L’arte metafisica di Sarra nell’Abbazia

20 Luglio 2018

Si inaugura oggi a Propezzano di Morro d’Oro una personale del pittore pescarese ispirata a un libro di Alberto Savinio 

MORRO D’ORO. Apre oggi alle 19 negli spazi dell'Abbazia di Propezzano di Paolo de Strasser, nella campagna di Morro d'Oro, la mostra “Dico a te,” dell'artista pescarese Sergio Sarra, a cura di Giorgio D'Orazio. La mostra è un dialogo tra i lavori di Sarra e gli antichi spazi, sacri e produttivi, di Santa Maria in Propezzano, rapportati agli spunti "metafisici" - fra storia, arte e paesaggio - espressi negli scritti di Alberto Savinio, autore nel 1940 del libro “Dico a te, Clio”, in cui grande spazio descrittivo è riservato all'Abruzzo. Il senso della mostra, pensata su quella «sensazione metafisica» che accomuna Sarra, Savinio e l'Abbazia di Propezzano, è raccontato dal testo del curatore, D'Orazio, che introduce alla mostra, visitabile fino al 20 agosto.

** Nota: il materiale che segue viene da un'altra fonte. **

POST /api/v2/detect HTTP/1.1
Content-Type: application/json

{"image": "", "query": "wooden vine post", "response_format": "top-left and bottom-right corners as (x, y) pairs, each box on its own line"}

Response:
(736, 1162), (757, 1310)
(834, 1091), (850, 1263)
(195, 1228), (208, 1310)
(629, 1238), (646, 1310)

«Parlare alla musa della storia, Clio, significa coinvolgere nel proprio linguaggio chi della storia non si accorge mentre la sta osservando, mentre la sta vivendo. Un filo di pensiero che sfugge alle dimensioni e percorre uno spazio che sembra atterrato dal passato nella campagna abruzzese, antica sacra abbazia e allo stesso tempo luogo contemporaneo attivo e produttivo. Nella realtà di allora e di oggi è così questa sensazione metafisica che vuole dirci - dire a te, a me - ovvero ripetere, col verso dell'arte, quell'aggettivo "metafisico" che «qualifica la qualità intima, ossia la sostanza lirica, delle cose», perché «le arti si valgono della qualità impalpabile intima e profonda, si valgono della qualità metafisica delle cose».

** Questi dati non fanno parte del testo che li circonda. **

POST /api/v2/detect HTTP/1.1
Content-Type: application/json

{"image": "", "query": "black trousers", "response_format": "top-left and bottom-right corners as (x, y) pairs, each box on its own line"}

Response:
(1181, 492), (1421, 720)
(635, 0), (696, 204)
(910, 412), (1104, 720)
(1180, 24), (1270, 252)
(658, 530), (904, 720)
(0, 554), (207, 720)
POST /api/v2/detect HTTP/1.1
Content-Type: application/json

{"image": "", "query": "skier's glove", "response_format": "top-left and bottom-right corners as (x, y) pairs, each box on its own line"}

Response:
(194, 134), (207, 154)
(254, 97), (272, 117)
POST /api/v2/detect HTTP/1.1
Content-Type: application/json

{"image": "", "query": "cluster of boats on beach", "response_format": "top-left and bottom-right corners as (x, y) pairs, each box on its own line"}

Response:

«Queste parole di Albero Savinio», scrive D’Orazio, «potremmo trovarci ad ascoltarle dalla voce delle opere di Sergio Sarra, ospiti provvisorie di Santa Maria in Propezzano: una quadreria composta da lavori che attraversano diversi momenti della sua ricerca artistica, il tavolo-scultura (Table Sculpture), l'installazione Frontbencher, il binomio Psychedelic Garden. Quattro momenti - o quattro discorsi, quattro dialoghi - per definire un disegno complessivo e ideale capace di interloquire con questo luogo, di evocare le aspettative dell'artista rispetto a questo posto in cui, secolarmente, si fondono architettura e produzione agricola, arte e religione, vita attuale e storie trascorse».

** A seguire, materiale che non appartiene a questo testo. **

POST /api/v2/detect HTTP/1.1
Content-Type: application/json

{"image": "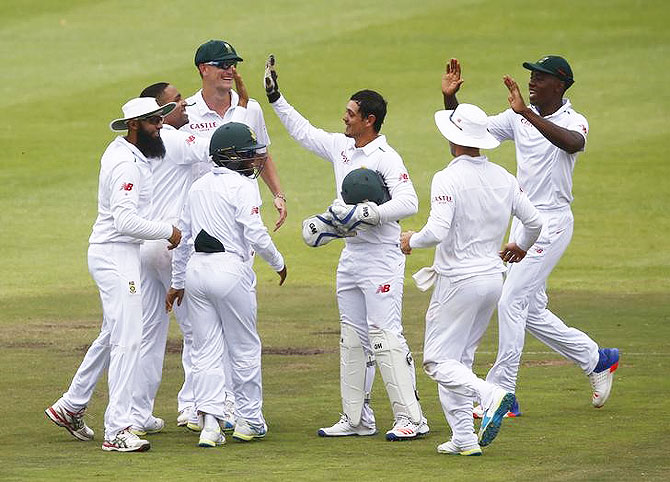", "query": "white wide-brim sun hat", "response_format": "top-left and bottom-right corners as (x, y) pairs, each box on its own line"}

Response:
(435, 104), (500, 149)
(109, 97), (177, 131)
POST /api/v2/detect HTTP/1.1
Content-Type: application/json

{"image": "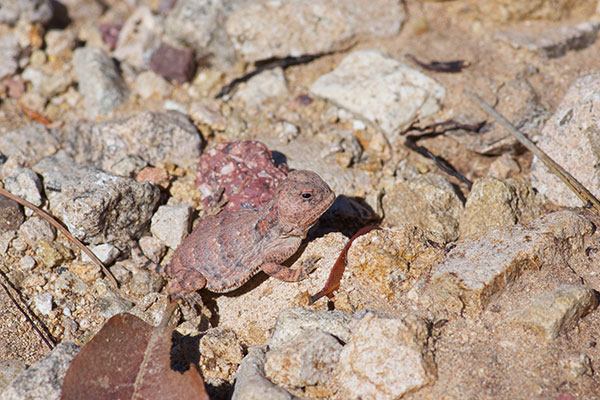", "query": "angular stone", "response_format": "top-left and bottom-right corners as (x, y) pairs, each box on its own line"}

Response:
(0, 360), (27, 393)
(226, 0), (406, 61)
(0, 124), (60, 167)
(150, 204), (193, 249)
(269, 307), (352, 349)
(19, 216), (56, 247)
(0, 196), (25, 234)
(60, 111), (203, 172)
(460, 178), (542, 238)
(2, 342), (79, 400)
(165, 0), (240, 66)
(231, 347), (295, 400)
(113, 6), (163, 69)
(150, 43), (196, 83)
(515, 285), (598, 339)
(497, 21), (600, 58)
(310, 50), (446, 135)
(3, 168), (42, 215)
(382, 173), (463, 242)
(81, 243), (119, 265)
(337, 312), (436, 400)
(0, 34), (21, 79)
(265, 329), (343, 390)
(73, 47), (129, 119)
(34, 153), (160, 245)
(340, 225), (444, 303)
(531, 73), (600, 207)
(0, 0), (53, 25)
(198, 327), (244, 386)
(431, 211), (593, 310)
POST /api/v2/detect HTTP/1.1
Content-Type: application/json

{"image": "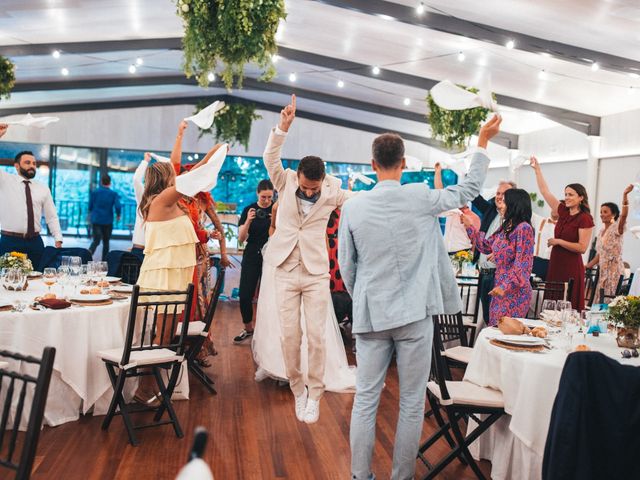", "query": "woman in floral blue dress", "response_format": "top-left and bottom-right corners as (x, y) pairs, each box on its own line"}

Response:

«Se i lavori di Sarra, come scrive Nicolas Bourriaud, “fanno pensare a dei palinsesti, a quei manoscritti che vengono tracciati dall’autore sopra un documento già esistente, senza cancellare lo o gli strati di scrittura precedenti”», scrive D’Orazio, «il compito di Savinio, come lui stesso scrive, «è dare parole, dare forma e colore, e una volta era pure dare suoni, a un proprio mondo poetico». È allora in questo presente, in questo dialogo con la preesistenza e la modernità al contempo - con la suggestione e la memoria del racconto di Savinio in mente - che Sergio Sarra ci dice, riafferma, che l'arte - come scrive Alberto Savinio della sua pittura - «è fiato, fiato romantico, continua la cosa al di là della cosa».